Hecken und Stauden harmonisch kombinieren
Dichte Hecken dienen nicht nur als Sichtschutz, sondern auch als gestalterische Elemente. Sie können Gärten gliedern und eine ruhige Kulisse für Staudenrabatten bilden. Die Kombination von Hecken und vorgelagerten Beeten ist eine Möglichkeit, den Übergang von Gehölz zu Freifläche harmonisch zu gestalten.
Hecken und vorgelagerte Beete sind daher wie füreinander geschaffen, zumal sich der Übergang vom Gehölz zur Freifläche auch in der Natur nicht abrupt, sondern allmählich vollzieht.
Dies erklärt Staudengärtnermeister und Gartenplaner Michael Moll, der sowohl die Planung als auch die praktische Umsetzung solcher Kombinationen kennt. Er hat Erfahrungen mit von Anfang an geplanten Hecke-Beet-Kombinationen sowie mit nachträglich angelegten Blütensäumen zur Behebung von Problemen.
Umgang mit verkahlten Heckenbereichen
Ein häufiges Problem bei Hecken ist das Verkahlen im unteren Bereich. Dies wird oft durch Lichtmangel verursacht, entweder aufgrund eines dunklen Standorts oder eines falschen Schnitts. Die entstandenen kahlen Stellen schließen sich selten von selbst.
Eine Lösung für diese kahlen Bereiche ist die Anlage eines Blütensaums aus Stauden. Dieser verdeckt nicht nur die unschönen Stellen, sondern kann die gesamte Gartensituation aufwerten.
Staudenauswahl für Blütensäume
Die Auswahl der Stauden muss auf die Hecke und den Standort abgestimmt sein, um Konkurrenz zwischen den Pflanzen zu vermeiden. Der verfügbare Platz vor der Hecke ist dabei ein entscheidender Faktor.
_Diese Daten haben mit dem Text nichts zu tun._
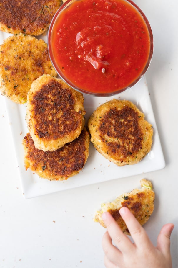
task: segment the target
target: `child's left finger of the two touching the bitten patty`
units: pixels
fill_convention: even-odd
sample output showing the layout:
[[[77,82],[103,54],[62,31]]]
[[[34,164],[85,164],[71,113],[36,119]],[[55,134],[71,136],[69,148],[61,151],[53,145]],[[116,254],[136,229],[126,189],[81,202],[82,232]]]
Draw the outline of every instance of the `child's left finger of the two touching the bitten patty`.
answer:
[[[129,249],[133,247],[133,244],[130,239],[122,232],[121,228],[116,223],[112,215],[109,212],[104,212],[102,214],[102,218],[107,227],[108,234],[117,248],[122,251],[122,253],[128,252]]]

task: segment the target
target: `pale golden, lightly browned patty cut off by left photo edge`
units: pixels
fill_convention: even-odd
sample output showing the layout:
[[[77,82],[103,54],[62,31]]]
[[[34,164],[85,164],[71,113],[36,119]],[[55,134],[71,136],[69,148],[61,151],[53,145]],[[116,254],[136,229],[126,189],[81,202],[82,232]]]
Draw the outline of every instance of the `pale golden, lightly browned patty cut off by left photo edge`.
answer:
[[[30,35],[8,37],[0,45],[0,91],[12,101],[23,104],[31,83],[43,74],[57,76],[47,44]]]

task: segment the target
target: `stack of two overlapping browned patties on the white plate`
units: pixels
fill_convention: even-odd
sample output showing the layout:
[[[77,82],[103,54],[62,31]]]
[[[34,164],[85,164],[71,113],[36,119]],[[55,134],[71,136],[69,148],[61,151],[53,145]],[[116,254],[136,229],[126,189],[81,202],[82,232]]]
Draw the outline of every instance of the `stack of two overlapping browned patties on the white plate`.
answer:
[[[84,97],[61,79],[43,75],[27,95],[23,140],[25,168],[49,180],[79,173],[89,156],[89,132],[84,128]]]

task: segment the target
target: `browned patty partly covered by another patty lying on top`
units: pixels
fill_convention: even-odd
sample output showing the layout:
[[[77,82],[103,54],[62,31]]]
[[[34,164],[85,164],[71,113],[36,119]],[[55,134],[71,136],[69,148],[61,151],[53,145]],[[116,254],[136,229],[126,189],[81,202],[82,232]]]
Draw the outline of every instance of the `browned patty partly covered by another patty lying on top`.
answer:
[[[66,180],[81,171],[89,156],[89,132],[82,130],[80,136],[64,147],[50,152],[38,150],[29,133],[23,140],[24,164],[41,178]]]

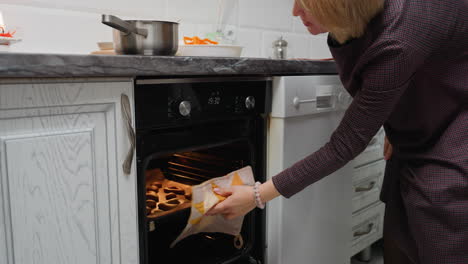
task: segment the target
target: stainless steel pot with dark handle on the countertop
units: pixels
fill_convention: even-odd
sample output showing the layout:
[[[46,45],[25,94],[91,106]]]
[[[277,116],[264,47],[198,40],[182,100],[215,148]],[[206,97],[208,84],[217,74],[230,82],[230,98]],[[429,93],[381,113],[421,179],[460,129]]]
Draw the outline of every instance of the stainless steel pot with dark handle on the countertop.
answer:
[[[102,23],[114,28],[117,54],[172,56],[179,48],[179,23],[149,20],[121,20],[102,15]]]

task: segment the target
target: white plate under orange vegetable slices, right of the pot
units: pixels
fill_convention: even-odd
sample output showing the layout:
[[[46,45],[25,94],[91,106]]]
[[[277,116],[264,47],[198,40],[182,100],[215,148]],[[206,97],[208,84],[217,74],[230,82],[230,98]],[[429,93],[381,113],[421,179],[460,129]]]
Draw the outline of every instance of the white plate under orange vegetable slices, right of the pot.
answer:
[[[242,49],[234,45],[179,45],[176,56],[240,57]]]

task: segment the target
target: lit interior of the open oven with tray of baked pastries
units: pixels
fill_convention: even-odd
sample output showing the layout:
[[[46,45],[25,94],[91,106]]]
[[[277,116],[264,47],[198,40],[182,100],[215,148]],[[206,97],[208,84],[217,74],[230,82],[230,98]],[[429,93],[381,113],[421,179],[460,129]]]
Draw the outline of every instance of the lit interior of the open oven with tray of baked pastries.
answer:
[[[151,156],[146,162],[148,263],[221,263],[251,250],[253,215],[244,218],[241,238],[201,233],[169,245],[190,216],[191,186],[251,164],[248,141]]]

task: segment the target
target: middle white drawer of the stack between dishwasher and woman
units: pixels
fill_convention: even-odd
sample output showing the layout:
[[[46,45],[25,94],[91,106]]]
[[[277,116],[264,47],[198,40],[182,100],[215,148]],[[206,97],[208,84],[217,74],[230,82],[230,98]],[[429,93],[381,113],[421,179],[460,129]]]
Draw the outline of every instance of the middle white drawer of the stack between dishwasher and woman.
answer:
[[[379,200],[385,161],[377,161],[353,171],[353,212]]]

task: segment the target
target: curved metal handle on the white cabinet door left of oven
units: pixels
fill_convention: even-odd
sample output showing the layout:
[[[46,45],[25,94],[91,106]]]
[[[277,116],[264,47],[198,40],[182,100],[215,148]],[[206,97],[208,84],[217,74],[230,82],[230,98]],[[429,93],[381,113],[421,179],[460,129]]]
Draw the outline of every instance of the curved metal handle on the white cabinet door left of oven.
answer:
[[[128,140],[130,141],[130,149],[128,150],[127,157],[125,158],[125,161],[122,164],[122,168],[124,173],[129,175],[132,169],[133,153],[135,152],[136,135],[135,130],[132,127],[132,110],[130,107],[130,100],[128,99],[128,96],[126,94],[122,94],[120,96],[120,103],[122,106],[123,119],[127,128]]]

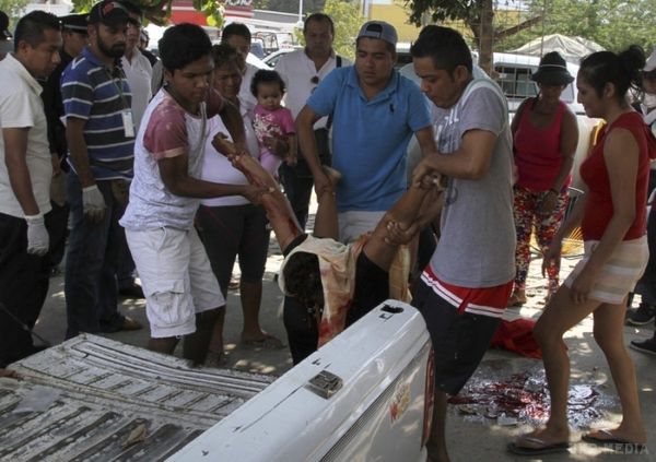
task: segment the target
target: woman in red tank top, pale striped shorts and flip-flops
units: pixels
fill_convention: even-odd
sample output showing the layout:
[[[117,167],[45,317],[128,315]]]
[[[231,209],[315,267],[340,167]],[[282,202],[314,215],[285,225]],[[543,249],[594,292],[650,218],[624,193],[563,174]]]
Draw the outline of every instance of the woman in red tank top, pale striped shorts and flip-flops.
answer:
[[[626,295],[644,271],[648,256],[645,203],[656,140],[626,98],[630,88],[639,87],[644,66],[645,56],[637,46],[619,55],[596,52],[581,63],[578,100],[589,117],[602,118],[607,125],[581,166],[585,192],[554,236],[542,269],[560,259],[563,237],[578,224],[585,254],[534,330],[549,383],[549,419],[544,428],[512,442],[508,448],[513,452],[566,451],[570,359],[563,335],[590,313],[595,341],[606,355],[618,391],[622,419],[617,428],[594,430],[583,440],[601,446],[620,443],[624,453],[646,450],[635,369],[623,339]]]

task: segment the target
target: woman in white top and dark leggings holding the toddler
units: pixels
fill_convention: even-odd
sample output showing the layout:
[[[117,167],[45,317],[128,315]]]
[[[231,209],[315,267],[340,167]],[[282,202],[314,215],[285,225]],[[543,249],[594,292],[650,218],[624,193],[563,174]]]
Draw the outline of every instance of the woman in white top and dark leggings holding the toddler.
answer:
[[[248,151],[257,158],[259,147],[251,123],[253,107],[243,104],[238,97],[242,74],[237,67],[237,51],[227,44],[221,44],[213,47],[212,56],[215,66],[214,88],[239,108],[244,118]],[[209,120],[208,130],[210,135],[207,138],[202,179],[227,185],[247,185],[246,177],[233,168],[231,163],[223,155],[216,153],[211,145],[211,140],[216,133],[221,132],[227,135],[227,130],[221,119],[214,117]],[[284,152],[289,150],[289,146],[280,140],[270,140],[270,149]],[[239,293],[244,312],[242,342],[265,347],[282,347],[280,340],[265,332],[259,324],[262,276],[270,237],[265,210],[248,202],[242,196],[208,199],[202,201],[198,211],[197,224],[212,264],[212,271],[219,280],[224,296],[227,294],[236,256],[239,256],[242,272]],[[219,360],[223,356],[224,316],[225,307],[222,307],[210,345],[210,352],[216,354]]]

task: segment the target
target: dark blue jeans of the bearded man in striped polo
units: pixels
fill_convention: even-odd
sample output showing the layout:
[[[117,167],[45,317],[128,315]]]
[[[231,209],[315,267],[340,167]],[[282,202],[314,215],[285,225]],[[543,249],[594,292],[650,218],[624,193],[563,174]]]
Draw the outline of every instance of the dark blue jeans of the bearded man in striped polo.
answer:
[[[112,193],[112,181],[97,181],[105,198],[105,215],[99,223],[84,216],[82,187],[72,171],[68,176],[67,199],[72,229],[66,257],[66,337],[80,332],[115,332],[124,316],[117,309],[116,270],[119,261],[118,220],[122,208]]]

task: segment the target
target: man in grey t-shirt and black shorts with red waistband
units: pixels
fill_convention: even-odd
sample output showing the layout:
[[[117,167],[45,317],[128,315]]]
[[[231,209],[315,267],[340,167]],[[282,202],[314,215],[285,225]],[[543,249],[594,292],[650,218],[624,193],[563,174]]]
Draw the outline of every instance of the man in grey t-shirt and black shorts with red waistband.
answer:
[[[512,139],[507,103],[489,79],[475,79],[456,31],[427,26],[411,48],[431,99],[437,152],[414,169],[447,178],[441,238],[413,291],[435,352],[432,460],[448,458],[446,398],[478,367],[506,307],[515,276]]]

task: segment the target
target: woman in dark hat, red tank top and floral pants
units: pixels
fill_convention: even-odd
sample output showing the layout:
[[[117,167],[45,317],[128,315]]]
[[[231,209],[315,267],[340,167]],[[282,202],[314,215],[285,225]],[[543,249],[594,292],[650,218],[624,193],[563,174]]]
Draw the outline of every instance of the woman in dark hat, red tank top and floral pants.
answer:
[[[508,300],[511,307],[526,303],[534,227],[538,246],[543,251],[563,220],[578,143],[576,117],[560,100],[563,90],[574,80],[567,72],[565,60],[555,51],[544,55],[531,79],[538,83],[540,94],[522,103],[511,125],[517,167],[514,187],[516,273]],[[559,272],[559,264],[547,269],[547,298],[558,289]]]

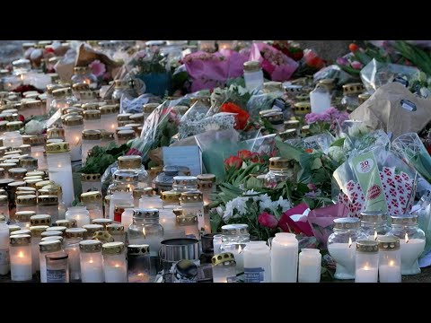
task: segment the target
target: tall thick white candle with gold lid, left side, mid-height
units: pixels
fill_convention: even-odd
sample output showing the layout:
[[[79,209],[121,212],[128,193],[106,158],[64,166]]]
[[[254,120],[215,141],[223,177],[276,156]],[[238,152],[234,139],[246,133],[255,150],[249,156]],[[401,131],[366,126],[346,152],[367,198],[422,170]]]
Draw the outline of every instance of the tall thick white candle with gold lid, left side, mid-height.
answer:
[[[70,206],[75,199],[72,161],[68,143],[47,144],[49,179],[63,191],[63,202]]]

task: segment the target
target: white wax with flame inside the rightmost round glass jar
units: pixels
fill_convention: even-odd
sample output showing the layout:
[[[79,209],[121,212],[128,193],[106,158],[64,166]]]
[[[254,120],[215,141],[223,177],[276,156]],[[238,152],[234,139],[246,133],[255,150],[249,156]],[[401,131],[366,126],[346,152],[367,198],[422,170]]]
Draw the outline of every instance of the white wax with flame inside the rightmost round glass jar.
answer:
[[[407,233],[406,233],[407,235]],[[425,249],[423,239],[400,239],[401,274],[417,275],[420,273],[418,258]]]

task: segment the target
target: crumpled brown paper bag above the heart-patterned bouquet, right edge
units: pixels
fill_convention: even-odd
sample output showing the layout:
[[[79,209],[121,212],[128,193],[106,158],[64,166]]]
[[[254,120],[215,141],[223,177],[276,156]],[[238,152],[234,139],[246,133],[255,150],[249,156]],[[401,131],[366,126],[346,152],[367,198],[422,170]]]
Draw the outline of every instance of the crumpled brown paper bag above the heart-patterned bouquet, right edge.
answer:
[[[379,88],[370,99],[357,107],[351,119],[361,120],[372,129],[382,128],[392,138],[419,132],[431,121],[431,100],[420,99],[401,83]]]

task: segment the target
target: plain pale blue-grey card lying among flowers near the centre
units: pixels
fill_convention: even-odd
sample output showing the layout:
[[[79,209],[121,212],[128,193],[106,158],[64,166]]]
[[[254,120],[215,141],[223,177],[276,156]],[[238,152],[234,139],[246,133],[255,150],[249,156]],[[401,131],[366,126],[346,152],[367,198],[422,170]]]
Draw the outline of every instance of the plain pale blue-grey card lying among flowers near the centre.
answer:
[[[163,147],[164,166],[189,167],[192,176],[202,173],[202,153],[198,146]]]

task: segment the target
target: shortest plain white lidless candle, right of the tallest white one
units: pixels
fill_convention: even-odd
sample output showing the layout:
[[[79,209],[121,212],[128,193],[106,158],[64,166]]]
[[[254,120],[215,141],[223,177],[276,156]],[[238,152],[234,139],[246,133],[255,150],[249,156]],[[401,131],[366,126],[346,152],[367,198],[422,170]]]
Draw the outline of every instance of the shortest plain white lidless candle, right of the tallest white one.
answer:
[[[319,283],[321,281],[321,251],[302,249],[299,254],[298,283]]]

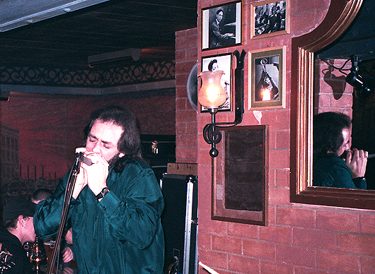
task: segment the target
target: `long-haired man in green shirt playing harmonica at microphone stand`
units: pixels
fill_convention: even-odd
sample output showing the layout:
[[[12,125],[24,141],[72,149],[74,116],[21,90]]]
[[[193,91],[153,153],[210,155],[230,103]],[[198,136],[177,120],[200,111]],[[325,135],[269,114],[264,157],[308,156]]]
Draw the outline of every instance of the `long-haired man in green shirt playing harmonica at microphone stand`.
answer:
[[[91,114],[84,132],[86,147],[76,151],[91,161],[81,162],[68,213],[79,273],[161,274],[163,197],[140,155],[134,114],[105,107]],[[38,236],[56,234],[66,186],[67,176],[37,204]]]

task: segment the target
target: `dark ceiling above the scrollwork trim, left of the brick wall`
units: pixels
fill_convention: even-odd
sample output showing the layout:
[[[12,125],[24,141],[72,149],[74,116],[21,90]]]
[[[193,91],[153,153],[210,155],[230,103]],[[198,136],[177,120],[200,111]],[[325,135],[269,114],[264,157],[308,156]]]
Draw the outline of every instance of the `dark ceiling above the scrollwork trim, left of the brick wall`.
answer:
[[[0,66],[84,68],[88,56],[129,48],[174,59],[175,32],[196,27],[197,0],[105,1],[0,32]]]

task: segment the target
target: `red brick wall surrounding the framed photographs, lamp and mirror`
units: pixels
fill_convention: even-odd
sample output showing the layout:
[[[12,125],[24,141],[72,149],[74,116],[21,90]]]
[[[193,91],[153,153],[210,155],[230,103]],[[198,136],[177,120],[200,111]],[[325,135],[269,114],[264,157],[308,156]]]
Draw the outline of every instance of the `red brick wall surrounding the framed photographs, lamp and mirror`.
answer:
[[[210,120],[209,114],[197,114],[197,163],[199,181],[198,251],[202,263],[220,274],[242,273],[374,273],[375,272],[375,213],[372,210],[355,210],[289,202],[289,117],[291,40],[303,35],[321,23],[330,4],[329,0],[291,0],[290,33],[250,40],[250,3],[243,4],[243,43],[241,46],[201,51],[201,18],[197,28],[198,64],[202,56],[233,52],[246,52],[272,47],[286,47],[286,104],[279,109],[248,109],[248,56],[245,59],[245,109],[243,125],[267,124],[270,126],[269,213],[267,227],[235,222],[211,220],[211,157],[209,145],[202,138],[202,129]],[[199,0],[202,8],[226,4],[224,0]],[[190,32],[178,32],[176,52],[191,43]],[[181,35],[185,42],[181,43]],[[182,52],[181,52],[182,54]],[[180,55],[180,57],[183,56]],[[187,59],[190,60],[190,59]],[[188,61],[187,61],[188,62]],[[179,59],[180,66],[183,60]],[[186,71],[190,66],[186,68]],[[200,71],[200,67],[198,68]],[[178,88],[186,75],[176,73]],[[336,75],[338,76],[338,75]],[[181,78],[180,78],[181,77]],[[323,92],[323,88],[321,88]],[[332,93],[332,90],[331,90]],[[345,92],[346,96],[346,92]],[[177,92],[176,130],[182,140],[185,115],[189,112],[183,90]],[[179,101],[182,101],[179,103]],[[333,107],[330,105],[329,107]],[[186,110],[185,110],[186,109]],[[195,115],[195,112],[193,113]],[[233,112],[220,113],[217,121],[232,121]],[[188,134],[184,138],[188,138]],[[185,160],[185,141],[178,142],[178,160]],[[207,273],[200,268],[200,273]]]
Bei einem schmalen Streifen empfiehlt es sich, wenige Arten zu wählen, die nicht über die kahlen Stellen hinauswachsen, um ein weiteres Verkahlen der Gehölze zu verhindern. Stilistisch sind verschiedene Ansätze möglich, von elegant bis naturnah.
Gestaltung bei wenig Platz
Vor Eibenhecken, die eine ebenmäßige Struktur und ein dunkles Grün aufweisen, können plakative Pflanzen eingesetzt werden. Bei geringem Platzangebot eignen sich beispielsweise Purpurglöckchen, Gräser oder die kompakte Frauenmantel-Art Alchemilla epipsila.
Naturnahe Beete bei mehr Raum
Steht mehr Abstand zur Hecke zur Verfügung, können größere Stauden verwendet werden, um eine abwechslungsreichere Höhenstaffelung zu erzielen. Bei einer Hainbuchenhecke mit 50 bis 60 cm Platz nach vorne lässt sich bereits eine naturnahe Gestaltung umsetzen.
Hierfür eignen sich unter anderem himmelblau blühendes Kaukasusvergissmeinnicht, Elfenblumen, Funkien und Bergenien. Zwiebelblumen können den Frühjahrsaspekt ergänzen und so eine ganzjährig attraktive Gartensituation schaffen.
Anlage des Blütensaums
Die Pflanzen müssen auf die Hecke und die spezifischen Standortbedingungen abgestimmt sein. Michael Moll rät daher zu einer individuellen Beratung in der Gärtnerei, idealerweise mit Fotos der Situation.
Eine gründliche Bodenvorbereitung ist für das Anwachsen der Pflanzen wichtig. Der Boden neben der Hecke sollte spatentief umgegraben und gelockert werden. Der Verlust an Feinwurzeln wird von der Hecke wieder ausgeglichen.
Zur Bodenverbesserung empfiehlt sich das Einarbeiten von humushaltigem Pflanzsubstrat. Zusätzlich sollte der Blütensaum im Frühjahr mit Kompost oder einem Mehrnährstoffdünger versorgt und bei Trockenheit bewässert werden.
Um den Pflegeaufwand zu reduzieren und sowohl Hecke als auch Stauden zu versorgen, kann ein Tropfbewässerungsschlauch zwischen beiden verlegt werden. Dieser muss nicht dauerhaft in Betrieb sein, kann aber in Trockenperioden stundenweise eingesetzt werden.